Altria Group's (MO 0.55%) stock price opened 1% lower Tuesday after releasing its second-quarter earnings report. The U.S. distributor of Marlboro cigarettes posted 5% earnings-per-share growth, but declining cigarette volume led to a slight revenue decrease. The company's ability to raise prices while retaining market share is crucial to shareholders' long-term returns. So, did Altria follow through this quarter?


Image courtesy Altria Group

Strong quarter relative to industry
Altria reported $0.65 adjusted diluted EPS for the second quarter, up 4.8% from the same quarter in 2013. For the full year, management raised the lower bound of its guidance by $0.02 and now expects EPS to come in between $2.54 to $2.59, a 7% to 9% growth rate. The higher guidance is due to Altria's strong performance in the first two quarters of the year and because "the risk of anything upsetting [Altria's strategy this year]...has passed now." There is nothing on the horizon that could upset another solid year of EPS growth.

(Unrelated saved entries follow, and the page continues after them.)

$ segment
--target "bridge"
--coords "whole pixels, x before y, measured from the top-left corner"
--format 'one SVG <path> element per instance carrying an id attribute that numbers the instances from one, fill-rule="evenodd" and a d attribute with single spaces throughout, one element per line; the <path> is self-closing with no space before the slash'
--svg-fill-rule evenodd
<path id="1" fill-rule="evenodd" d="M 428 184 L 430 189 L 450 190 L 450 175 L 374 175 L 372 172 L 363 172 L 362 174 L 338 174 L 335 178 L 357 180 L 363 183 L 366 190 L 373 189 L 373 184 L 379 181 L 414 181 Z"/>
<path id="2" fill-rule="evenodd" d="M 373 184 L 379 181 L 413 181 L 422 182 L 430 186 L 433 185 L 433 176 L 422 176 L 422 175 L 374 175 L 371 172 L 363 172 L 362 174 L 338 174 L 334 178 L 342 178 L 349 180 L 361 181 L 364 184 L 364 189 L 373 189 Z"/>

Unfortunately, cigarette volume declined more than usual. Total industry cigarette volume declined 4.5% in the quarter, while Altria's volume declined 4%. The 4.5% decline is larger than usual – Altria estimates that the industry averaged a 3.5% decline over the last three years – but the number is volatile. One quarter's decline is not enough to conclude that the market is deteriorating.

Moreover, Altria gained market share while raising prices – indicating that its pricing power remains intact. The company gained 20 basis points in cigarette market share, although most of the gains came from discount cigarettes. At the same time, income from smokeable products – which also includes cigars – increased 3.6% in the quarter. Altria achieved this by raising prices, thus expanding its smokeables margin by 1.2 percentage points to 44.2%. Altria needs to retain its ability to expand its profit margin if it hopes to continue growing earnings amid the declining cigarette market.

E-cigarette expansion
Altria's e-cigarette business is a big wildcard that could unleash upside for the stock. The company began rolling out its MarkTen e-cigarette brand in the western half of the U.S. last month. The brand is already in 60,000 stores – 40% of blu eCigs' retail footprint – which sell about 70% of cigarette volume in the region. In other words, MarkTen is now available for 70% of the western U.S. market just one month after launching. The company will be rolling eastward as the year goes on, so MarkTen's retail footprint could soon rival blu eCigs'. Once you add in the potential of Green Smoke, you discover that Altria has something going in the e-cigarette market.

Housekeeping items
In addition to getting vital information on cigarette volume and the MarkTen rollout, investors wanted to hear CEO Marty Barrington's thoughts on the recently announced merger between the No. 2 and No. 3 U.S. tobacco companies. Unfortunately, Barrington declined to comment on the deal, saying, "I am not going to comment on a transaction that's been proposed by others.."

Fortunately, Barrington had more to say on other items, such as Altria's dividend and new share repurchase program. He noted that Altria's 4.6% dividend yield far exceeds the average S&P 500 yield (2%) and the 10-year Treasury yield (2.5%.) He also indicated that Altria would maintain its 80% payout ratio target.

Moreover, Altria's board authorized a new $1 billion share repurchase program that it expects to complete by the end of 2015. It has $53 million remaining under the previous repurchase program as well. If Altria uses its entire repurchase authorization over the next six quarters, it will roughly equal the repurchases made over the last six quarters. This is good news for shareholders focused on higher dividends and earnings per share in the years ahead.

Foolish takeaway
A faster-than-normal cigarette volume decline is not yet concerning, but investors should keep an eye on it to see if it becomes a trend. Fortunately, Altria's pricing power enables it to continue growing earnings even when volume declines by more than is expected, giving shareholders significant downside protection. Moreover, MarkTen's e-cigarette rollout offers investors upside if it can establish a leading position in the U.S. market. As a result, it is hard to conclude that this quarter was anything but an affirmation of Altria's quality as a long-term investment.